One of the most common uses of a reverse mortgage is to replace an existing loan (mortgage, HeLOC, etc.)–the primary benefit being the elimination of a mandatory monthly loan payment.

However, some clients are quite comfortable making a monthly payment.  When this is the case, a little-known strategy that can have a huge impact on retirement can be employed: establish a HECM and CONTINUE to make monthly loan payments.  Let me give you an example of how this works.

Creating a Longevity Plan with the HECM Exchange Strategy

Clients Age 65/65 | $400,000 Home Value | $100,000 Mortgage | $1,000/Month Payment for 13 years

For these clients, making a mortgage payment is not a hardship and they would like to be more prepared for unexpected expenses that may creep up in retirement. After doing some research, they choose a strategy that allows them to establish a reverse mortgage AND continue making monthly payments, except now they pay the reverse mortgage company instead of the forward mortgage company.

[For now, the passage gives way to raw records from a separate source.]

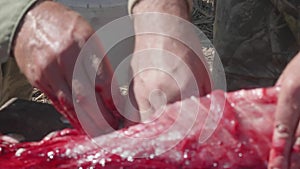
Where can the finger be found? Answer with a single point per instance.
(90, 104)
(295, 164)
(279, 81)
(67, 62)
(61, 90)
(286, 122)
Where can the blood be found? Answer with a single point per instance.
(242, 139)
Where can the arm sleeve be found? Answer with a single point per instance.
(11, 13)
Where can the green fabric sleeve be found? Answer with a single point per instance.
(11, 13)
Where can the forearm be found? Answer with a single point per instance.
(179, 8)
(12, 12)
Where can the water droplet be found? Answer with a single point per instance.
(185, 155)
(151, 156)
(102, 162)
(130, 159)
(240, 155)
(232, 122)
(187, 162)
(220, 143)
(19, 152)
(50, 155)
(215, 164)
(226, 166)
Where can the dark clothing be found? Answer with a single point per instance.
(255, 39)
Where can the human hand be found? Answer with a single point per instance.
(46, 50)
(165, 69)
(287, 116)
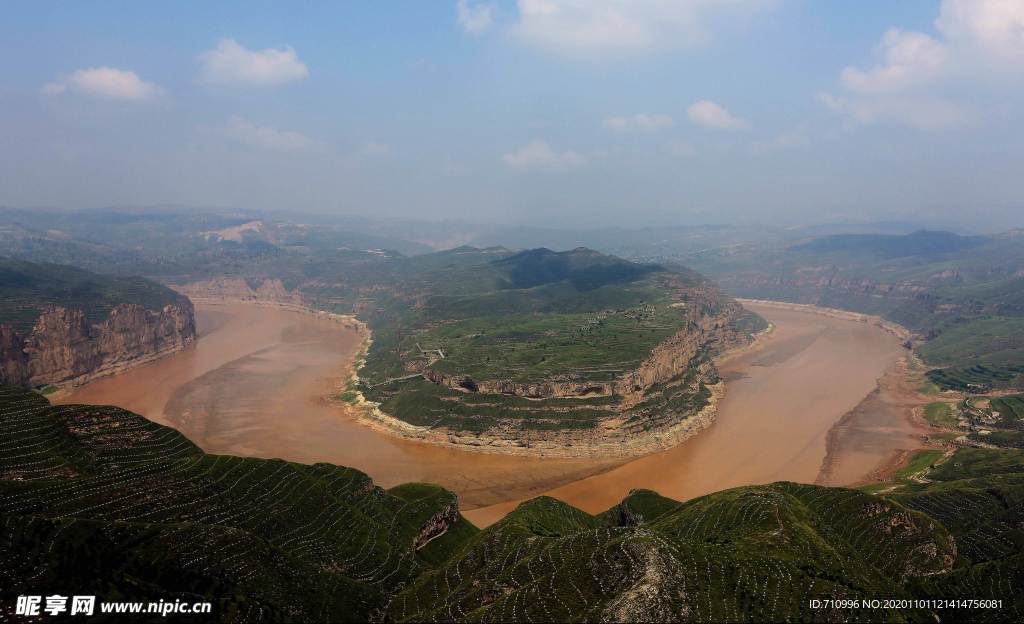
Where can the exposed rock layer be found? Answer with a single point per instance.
(65, 348)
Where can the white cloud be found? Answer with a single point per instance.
(108, 83)
(376, 149)
(610, 26)
(641, 121)
(709, 114)
(787, 140)
(909, 58)
(474, 18)
(918, 72)
(539, 155)
(922, 112)
(682, 148)
(993, 26)
(231, 64)
(251, 134)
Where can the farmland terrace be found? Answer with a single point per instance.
(104, 501)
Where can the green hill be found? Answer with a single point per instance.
(97, 500)
(963, 295)
(27, 288)
(478, 341)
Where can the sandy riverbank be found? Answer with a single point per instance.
(258, 382)
(773, 423)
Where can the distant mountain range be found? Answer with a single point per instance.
(108, 503)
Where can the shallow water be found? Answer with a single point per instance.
(772, 424)
(255, 384)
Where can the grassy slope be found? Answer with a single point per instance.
(105, 502)
(965, 293)
(531, 317)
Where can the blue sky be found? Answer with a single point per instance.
(544, 112)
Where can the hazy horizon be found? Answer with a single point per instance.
(547, 113)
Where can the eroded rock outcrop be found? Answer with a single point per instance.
(64, 347)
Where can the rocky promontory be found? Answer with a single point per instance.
(64, 347)
(66, 326)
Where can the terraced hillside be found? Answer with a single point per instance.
(963, 295)
(98, 500)
(59, 324)
(105, 502)
(544, 351)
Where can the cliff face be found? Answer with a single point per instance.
(237, 289)
(65, 347)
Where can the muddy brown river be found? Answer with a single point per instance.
(256, 383)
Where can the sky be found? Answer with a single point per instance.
(559, 113)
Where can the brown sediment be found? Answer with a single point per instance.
(258, 382)
(772, 423)
(878, 435)
(893, 328)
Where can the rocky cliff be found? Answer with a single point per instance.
(64, 347)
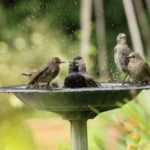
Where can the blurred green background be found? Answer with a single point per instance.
(30, 33)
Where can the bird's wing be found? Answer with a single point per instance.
(38, 74)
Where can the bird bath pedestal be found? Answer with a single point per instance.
(76, 105)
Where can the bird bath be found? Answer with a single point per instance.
(77, 105)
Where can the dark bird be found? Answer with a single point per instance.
(47, 73)
(77, 76)
(29, 74)
(138, 69)
(121, 51)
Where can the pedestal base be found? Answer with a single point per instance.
(79, 134)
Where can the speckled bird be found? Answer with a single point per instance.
(47, 73)
(138, 69)
(121, 51)
(78, 76)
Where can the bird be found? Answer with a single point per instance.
(121, 51)
(78, 77)
(138, 69)
(29, 74)
(46, 73)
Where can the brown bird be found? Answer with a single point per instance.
(47, 73)
(121, 51)
(138, 69)
(78, 77)
(29, 74)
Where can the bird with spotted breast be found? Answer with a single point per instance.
(46, 73)
(78, 77)
(121, 51)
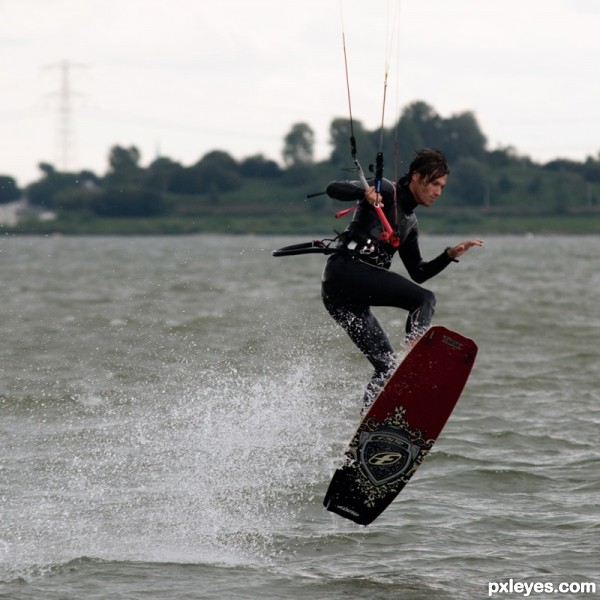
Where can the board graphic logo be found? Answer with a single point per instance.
(386, 454)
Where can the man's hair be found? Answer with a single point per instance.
(430, 164)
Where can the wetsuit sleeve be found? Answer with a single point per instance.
(419, 269)
(345, 190)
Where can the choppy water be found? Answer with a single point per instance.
(172, 410)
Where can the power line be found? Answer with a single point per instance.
(65, 95)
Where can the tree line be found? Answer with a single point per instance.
(498, 179)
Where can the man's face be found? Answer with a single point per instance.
(427, 192)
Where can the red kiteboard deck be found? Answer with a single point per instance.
(401, 426)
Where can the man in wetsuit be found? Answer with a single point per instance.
(358, 279)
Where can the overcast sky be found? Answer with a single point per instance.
(182, 77)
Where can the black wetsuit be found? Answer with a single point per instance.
(353, 282)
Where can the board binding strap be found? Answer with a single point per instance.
(401, 426)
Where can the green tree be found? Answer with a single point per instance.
(124, 166)
(339, 138)
(160, 173)
(298, 147)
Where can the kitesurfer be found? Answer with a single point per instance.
(358, 277)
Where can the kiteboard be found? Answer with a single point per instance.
(401, 425)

  • The HECM makes $159,600 available.
  • As a requirement of the loan, their existing mortgage balance of $100,000 is paid off in full, leaving them with a $59,600 growing line of credit.
  • They continue making $1,000 monthly payments—accomplishing two key things. (1) Their outstanding loan balance decreases (Bottom Line).  (2) Their available line of credit increases (Middle Line). The top line shows their appreciating homes value.


Ask the Expert – Dr. Wade Pfau on Making a Payment


Client Benefits

Notice the difference that making a monthly payment makes to their accessible line of credit.  The power of this strategy is that it takes the monthly mortgage payments the clients would have been paying anyway and uses them to reduce the outstanding balance of the HECM, while simultaneously adding funds to the available and growing line of credit for tax-free access in the future.

This strategy doesn’t require them to change anything except who they are now sending their monthly payment to. They are able create a large reserve fund without any change to their financial behavior pattern.

Best of all, the payments are voluntary. If they want to pay more over the winter months and less during the summer, so they can go to the beach each weekend, they can! If they want to skip a payment, they can. If they want to stop making payments altogether, they can. By using this reverse mortgage strategy, the clients have tremendous payment freedom and flexibility.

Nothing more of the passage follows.